3

I have a script that I want to read entries in an RSS feed and store the individual entries in JSON format into a CouchDB database.

The interesting part of my code looks something like this:

Feed = namedtuple('Feed', ['name', 'url'])

couch = couchdb.Server(COUCH_HOST)
couch.resource.credentials = (COUCH_USER, COUCH_PASS)

db = couch['raw_entries']

for feed in map(Feed._make, csv.reader(open("feeds.csv", "rb"))):
    d = feedparser.parse(feed.url)
    for item in d.entries:
        db.save(item)

When I try to run that code, I get the following error from the db.save(item):

AttributeError: object has no attribute 'read'

OK, so I then did a little debugging...

for feed in map(Feed._make, csv.reader(open("feeds.csv", "rb"))):
    d = feedparser.parse(feed.url)
    for item in d.entries:
        print(type(item))

results in <class 'feedparser.FeedParserDict'> -- ahh, so feedparser is using its own dict type... well, what if I try explicitly casting it to a dict?

for feed in map(Feed._make, csv.reader(open("feeds.csv", "rb"))):
    d = feedparser.parse(feed.url)
    for item in d.entries:
        db.save(dict(item))

Traceback (most recent call last):
  File "./feedchomper.py", line 32, in <module>
    db.save(dict(item))
  File "/home/dealpref/lib/python2.7/couchdb/client.py", line 407, in save
_, _, data = func(body=doc, **options)
  File "/home/dealpref/lib/python2.7/couchdb/http.py", line 399, in post_json
status, headers, data = self.post(*a, **k)
  File "/home/dealpref/lib/python2.7/couchdb/http.py", line 381, in post
**params)
  File "/home/dealpref/lib/python2.7/couchdb/http.py", line 419, in _request
credentials=self.credentials)
  File "/home/dealpref/lib/python2.7/couchdb/http.py", line 239, in request
    resp = _try_request_with_retries(iter(self.retry_delays))
  File "/home/dealpref/lib/python2.7/couchdb/http.py", line 196, in _try_request_with_retries
    return _try_request()
  File "/home/dealpref/lib/python2.7/couchdb/http.py", line 222, in _try_request
    chunk = body.read(CHUNK_SIZE)
AttributeError: 'dict' object has no attribute 'read'

w-what? That doesn't make sense, because the following works just fine and the type is still dict:

some_dict = dict({'foo': 'bar'})
print(type(some_dict))
db.save(some_dict)

What am I missing here?

ashgromnies
  • 3,266
  • 4
  • 27
  • 43
  • 1
    Can you post the stack trace for these errors? It's possible that the error is somewhere deeper in the CouchDB module. It's true that `dict` objects don't have a `read()` method, but that could be a red herring. – kindall Mar 31 '11 at 20:16
  • @kindall -- I posted the whole stacktrace... it's looking like CouchDB is trying to do a chunked upload for some reason(maybe because the dict is large)? However, I can't replicate the behavior by constructing the dict from hand(that is, it saves fine if I write it out by hand...). – ashgromnies Mar 31 '11 at 20:21
  • 1
    Yeah, it seems to think your dict is a file for some reason. Very odd. – kindall Mar 31 '11 at 20:57
  • Very curious, @kindall -- stepping through I do see that for a save like `db.save({'a': 'b'})` it does the simple non-chunked conn.sock.sendall(body) – ashgromnies Mar 31 '11 at 21:09

3 Answers3

4

I found a way by serializing the structure to JSON, then back to a Python dict that I pass to CouchDB -- which will then reserialize it back to JSON to save(yeah, weird and not favorable, but it works?)

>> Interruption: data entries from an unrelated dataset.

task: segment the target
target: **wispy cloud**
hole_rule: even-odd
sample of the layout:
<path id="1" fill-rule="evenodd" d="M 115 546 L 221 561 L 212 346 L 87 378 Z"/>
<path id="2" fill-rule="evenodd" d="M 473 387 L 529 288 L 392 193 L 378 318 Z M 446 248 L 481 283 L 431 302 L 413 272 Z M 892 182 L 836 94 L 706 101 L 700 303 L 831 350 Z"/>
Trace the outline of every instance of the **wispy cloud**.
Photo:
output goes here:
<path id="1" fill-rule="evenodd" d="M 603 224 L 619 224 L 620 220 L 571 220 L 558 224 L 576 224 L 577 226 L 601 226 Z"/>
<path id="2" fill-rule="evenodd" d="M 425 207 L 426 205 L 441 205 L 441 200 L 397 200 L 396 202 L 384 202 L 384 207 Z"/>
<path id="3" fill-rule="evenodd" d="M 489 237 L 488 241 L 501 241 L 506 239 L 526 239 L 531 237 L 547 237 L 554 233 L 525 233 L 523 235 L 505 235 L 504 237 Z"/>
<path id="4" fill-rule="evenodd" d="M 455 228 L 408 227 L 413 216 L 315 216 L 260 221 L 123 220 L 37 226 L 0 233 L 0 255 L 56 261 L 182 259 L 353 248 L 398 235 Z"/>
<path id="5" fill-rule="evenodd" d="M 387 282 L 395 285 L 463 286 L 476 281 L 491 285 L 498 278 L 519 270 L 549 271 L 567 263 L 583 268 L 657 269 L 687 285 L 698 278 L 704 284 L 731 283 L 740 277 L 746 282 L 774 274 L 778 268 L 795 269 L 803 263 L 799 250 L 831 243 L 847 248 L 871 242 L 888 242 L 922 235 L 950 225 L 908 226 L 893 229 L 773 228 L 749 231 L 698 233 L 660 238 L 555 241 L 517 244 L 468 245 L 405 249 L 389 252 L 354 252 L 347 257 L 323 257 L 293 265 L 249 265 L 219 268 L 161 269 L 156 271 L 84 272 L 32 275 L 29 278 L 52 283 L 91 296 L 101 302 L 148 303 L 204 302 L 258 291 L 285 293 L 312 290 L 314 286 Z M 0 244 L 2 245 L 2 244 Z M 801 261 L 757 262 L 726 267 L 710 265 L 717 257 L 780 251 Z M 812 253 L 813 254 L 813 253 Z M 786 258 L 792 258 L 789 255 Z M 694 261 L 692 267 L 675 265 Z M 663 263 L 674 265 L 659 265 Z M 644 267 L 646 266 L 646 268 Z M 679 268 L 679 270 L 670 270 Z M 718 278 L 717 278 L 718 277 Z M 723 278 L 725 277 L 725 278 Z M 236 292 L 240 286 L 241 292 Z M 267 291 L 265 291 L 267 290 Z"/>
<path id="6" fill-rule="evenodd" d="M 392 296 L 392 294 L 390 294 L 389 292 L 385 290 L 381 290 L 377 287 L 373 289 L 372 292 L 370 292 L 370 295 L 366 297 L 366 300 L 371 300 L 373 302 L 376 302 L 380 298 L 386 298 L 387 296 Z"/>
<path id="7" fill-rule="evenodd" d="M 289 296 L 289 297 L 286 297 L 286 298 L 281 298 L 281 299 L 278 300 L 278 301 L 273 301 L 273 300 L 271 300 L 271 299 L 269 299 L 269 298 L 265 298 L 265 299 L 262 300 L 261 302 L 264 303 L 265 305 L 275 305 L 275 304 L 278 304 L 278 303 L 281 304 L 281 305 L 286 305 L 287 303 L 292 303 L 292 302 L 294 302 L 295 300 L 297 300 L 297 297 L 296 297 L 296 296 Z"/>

I had to do a custom serializer method for dumps because the repr of a time_struct can't be eval'd.

Source: http://diveintopython3.org/serializing.html

Code:

#!/usr/bin/env python2.7

from collections import namedtuple
import csv
import json
import time

import feedparser
import couchdb

def to_json(python_object):
    if isinstance(python_object, time.struct_time):
        return {'__class__': 'time.asctime',
                '__value__': time.asctime(python_object)}

    raise TypeError(repr(python_object) + ' is not JSON serializable')

Feed = namedtuple('Feed', ['name', 'url'])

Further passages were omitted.